Los berlineses del occidente miraron su ciudad entera como propia, al igual que los del oriente; en eso coincidieron siempre. Berlín fue una ciudad destruida, un lugar mutilado, un camino interrumpido, y la parte simbólica del botín. Después de las pesadillas, de la paranoia, cayó la muralla sin que nadie lo previera hasta que sucedió. La ciudad resulto ser un Fénix. Los escombros no parieron lo mismo sino lo diferente, y de las heridas de la guerra antigua nacieron nuevos espacios a medio camino entre la novedad y el recuerdo.

Florian Bolk quiere ser un testigo de la transformación pero no solo. No desea fijar la imagen de ninguna bandera coronando el Reichstag como hizo Jewgeni Chaldej en 1945. El pasado no regresa, ni siquiera en la nostalgia.

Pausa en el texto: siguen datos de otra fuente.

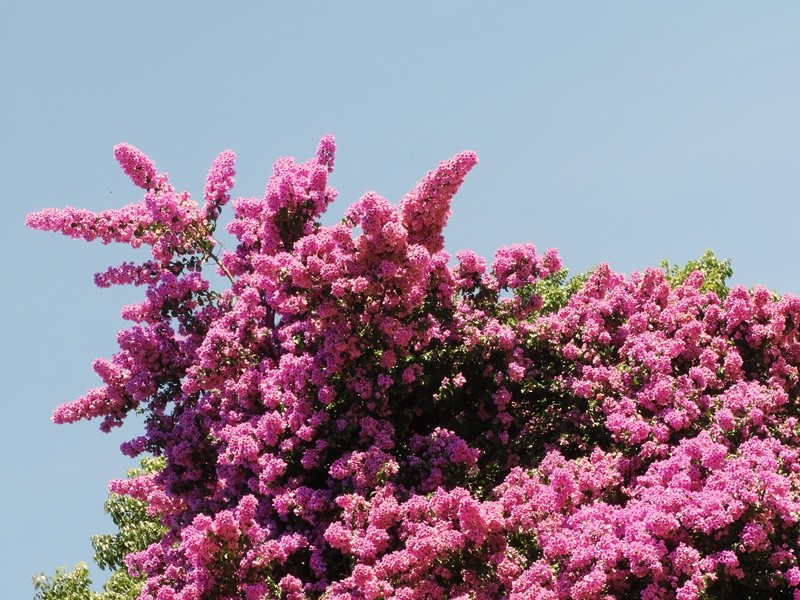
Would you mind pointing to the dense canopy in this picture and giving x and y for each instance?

Los espacios físicos tridimensionales previos permanecen inevitablemente, los objetos que los ocupan cambian y transforman las relaciones visuales entre los ciudadanos y la urbe. Los nombres de las calles pueden ser los mismos, los volúmenes de los edificios desarrollan ópticas nuevas.

Testigo y parte. Berlinés radical para poder ser ciudadano de cualquier lugar, se inmiscuye en sus propias imágenes para dimensionarse en la inmensidad mutante. Bolk absorbe así su ciudad que a su vez lo devora; desea ser su panóptico sin perder su detalle, asistir a su renovación y a su reinvención. Ser dios y hormiga. Quien concibe la imagen y a la vez su protagonista. La cuidad convertida en marco de su autorretrato. No puede fotografiar Berlín si no forma parte de ella. Ocupa casi erótica y clandestinamente su espacio y desafía al observador en un juego de búsquedas para que identifique la ciudad y lo encuentre en ella. Se buscan cómplices.

No recorre en mismo itinerario de muchos de sus compañeros de generación que han fotografiado obsesivamente Berlín como si fuera un jardín de nuevas metrópolis en desarrollo a medio camino siempre entre la utopía y la distopía. No necesita hacer de la fotografía una fábrica de mapas a escala uno-uno, desmesurar la imagen, agrandarla hasta insinuar al observador que la toma coincide con el original. Opta por una escala analógica, sin truco, una mezcla entre construcción y aire donde se percibe sin embargo la inmensidad de Berlín, su desmesura, la cacería de espacios que los arquitectos convierten en cadáveres de cristal.

El cristal forma parte del imaginario de Berlín desde hace dos siglos, la ha transformado en una ciudad transparente que se oculta en el aire, en la multitud y en los espacios. Bolk fija su insolencia, a la vez detiene el tiempo en cortes sincrónicos de un proceso que parece no tener fin. Testigo y parte.

Quien se asome a los balcones de sus imágenes percibirá el aroma de ese aire berlinés, creerá escuchar la vieja canción (…)das ist die Berliner Luft Luft Luft,
 so mit ihrem holden Duft Duft Duft, wo nur selten was verpufft pufft pufft, 
in dem Duft Duft Duft
 dieser Luft Luft Luft (…), revivirá los aires de la opereta de Paul Lincke, el desenfado de la tramoya, y el sentido de la fugacidad dentro de un lugar donde todo se puede convertir en experimento. Así Berlín seguirá siendo idéntica solo a su eterna locura.